As the Warren Beatty AFI tribute the night before last, Shampoo scriptwriter Robert Towne recalled that it took nine years to get that 1975 film made. ‘I’ve never known you to hold a grudge, reveal a secret or forget a phone call,’ he said to Beatty. ‘In 45 years you never opened yourself up. After all these years I’ve come to consider you as wise as Benjamin Franklin, who [was] also a ladies man. You’re part Fellini, part Machiavelli.'” — from Anne Thompson‘s Variety-blog account, which I should have linked to yesterday.
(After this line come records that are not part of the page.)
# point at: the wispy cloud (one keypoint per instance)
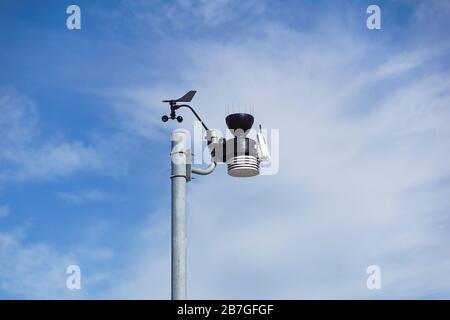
(27, 154)
(4, 211)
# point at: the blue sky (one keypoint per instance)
(364, 145)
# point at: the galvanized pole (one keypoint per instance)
(179, 238)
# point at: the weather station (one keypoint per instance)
(241, 154)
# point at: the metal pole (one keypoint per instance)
(179, 238)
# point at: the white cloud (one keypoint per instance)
(4, 211)
(85, 196)
(364, 148)
(38, 271)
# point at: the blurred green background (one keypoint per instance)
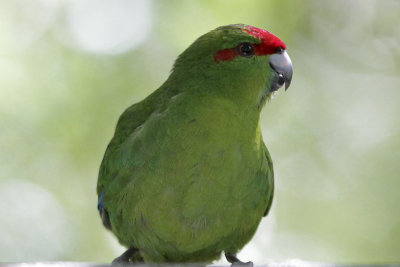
(69, 68)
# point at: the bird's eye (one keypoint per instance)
(279, 50)
(246, 50)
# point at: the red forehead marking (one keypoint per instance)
(269, 44)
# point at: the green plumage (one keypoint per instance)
(187, 175)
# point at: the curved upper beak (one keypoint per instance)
(282, 65)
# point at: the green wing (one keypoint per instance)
(270, 178)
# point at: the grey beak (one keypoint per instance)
(282, 65)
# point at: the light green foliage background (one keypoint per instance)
(69, 68)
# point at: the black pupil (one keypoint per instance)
(246, 49)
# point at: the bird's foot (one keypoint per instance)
(132, 255)
(236, 262)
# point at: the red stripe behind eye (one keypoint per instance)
(268, 46)
(269, 42)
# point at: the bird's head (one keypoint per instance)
(238, 61)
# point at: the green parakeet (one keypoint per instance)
(187, 175)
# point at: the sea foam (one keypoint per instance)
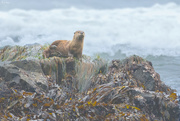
(143, 31)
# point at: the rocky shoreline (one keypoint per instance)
(59, 89)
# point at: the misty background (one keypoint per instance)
(83, 4)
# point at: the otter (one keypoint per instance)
(65, 48)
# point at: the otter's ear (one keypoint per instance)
(53, 47)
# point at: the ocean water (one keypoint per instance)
(150, 32)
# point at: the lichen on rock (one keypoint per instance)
(57, 88)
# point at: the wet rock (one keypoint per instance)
(34, 88)
(26, 75)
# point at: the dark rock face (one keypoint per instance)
(26, 75)
(67, 89)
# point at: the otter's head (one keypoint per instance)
(79, 35)
(46, 53)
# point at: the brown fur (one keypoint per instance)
(65, 48)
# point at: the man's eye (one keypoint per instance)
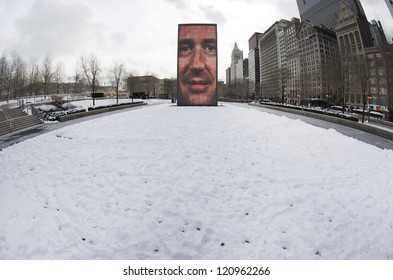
(185, 49)
(210, 48)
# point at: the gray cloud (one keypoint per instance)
(55, 26)
(180, 4)
(2, 5)
(213, 15)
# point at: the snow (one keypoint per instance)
(168, 182)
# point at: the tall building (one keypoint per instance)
(292, 61)
(237, 55)
(318, 59)
(270, 57)
(324, 12)
(253, 65)
(380, 74)
(390, 6)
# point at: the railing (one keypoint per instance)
(8, 118)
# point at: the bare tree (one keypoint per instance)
(77, 80)
(33, 77)
(6, 75)
(58, 76)
(91, 68)
(116, 76)
(3, 73)
(46, 73)
(364, 82)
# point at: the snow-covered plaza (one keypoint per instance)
(168, 182)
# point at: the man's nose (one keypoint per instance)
(198, 61)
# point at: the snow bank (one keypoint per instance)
(167, 182)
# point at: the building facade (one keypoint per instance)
(380, 69)
(270, 57)
(324, 12)
(237, 56)
(292, 61)
(253, 65)
(318, 57)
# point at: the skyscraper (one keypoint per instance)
(237, 55)
(324, 12)
(253, 63)
(390, 6)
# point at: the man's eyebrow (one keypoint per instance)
(186, 42)
(209, 41)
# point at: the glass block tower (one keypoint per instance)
(390, 6)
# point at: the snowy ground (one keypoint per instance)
(167, 182)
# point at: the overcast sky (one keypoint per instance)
(142, 34)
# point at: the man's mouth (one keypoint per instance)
(198, 86)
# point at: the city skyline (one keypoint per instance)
(142, 35)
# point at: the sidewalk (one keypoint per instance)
(379, 129)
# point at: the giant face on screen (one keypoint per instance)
(197, 65)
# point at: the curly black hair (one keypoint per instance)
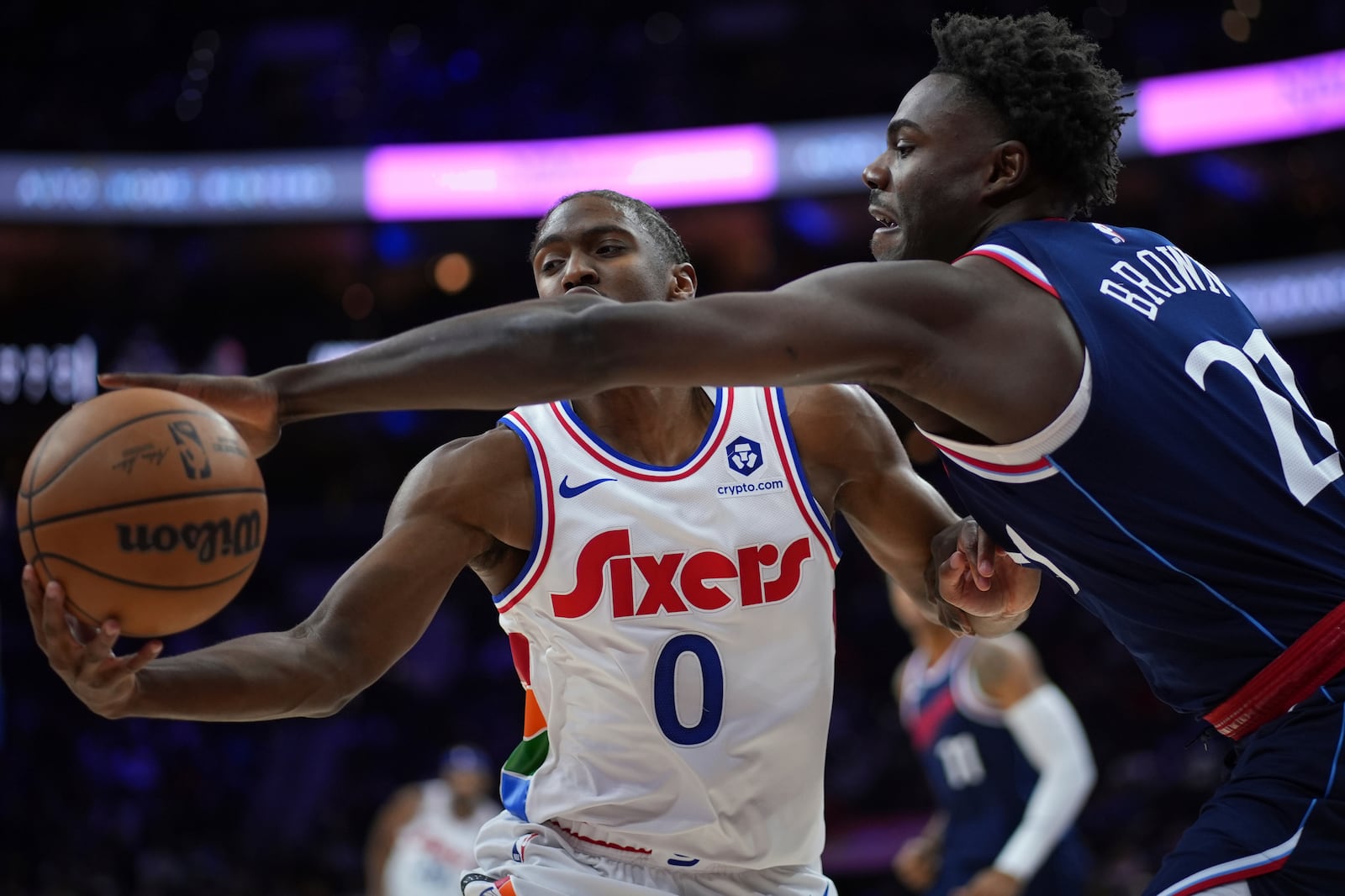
(666, 239)
(1047, 84)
I’m just going to put this out there because it matters to me. A lot. I once saw with my own eyes a one-sheet for The Presbyterian Church Wager, which is what McCabe and Mrs. Miller was called before it was renamed. The poster showed Beatty and Julie Christie standing next to each other, and a photo (I think) of the unpainted church that was built over the course of the film, and which caught fire at the finale.
The poster I saw was a professionally composed piece of promotional art, and was therefore part of a limited print run. (It was probably used for display at exhibitor conventions.) Somebody, I’m guessing, has probably seen this poster somewhere, or at least heard about it. I’m looking to persuade an owner of ths poster, if I can find such a person, to let me make a high-quality xerox of it. I’ll then persuade Beatty to sign it for me, and then I’ll frame it and hang it on my wall and blah-dee-blah.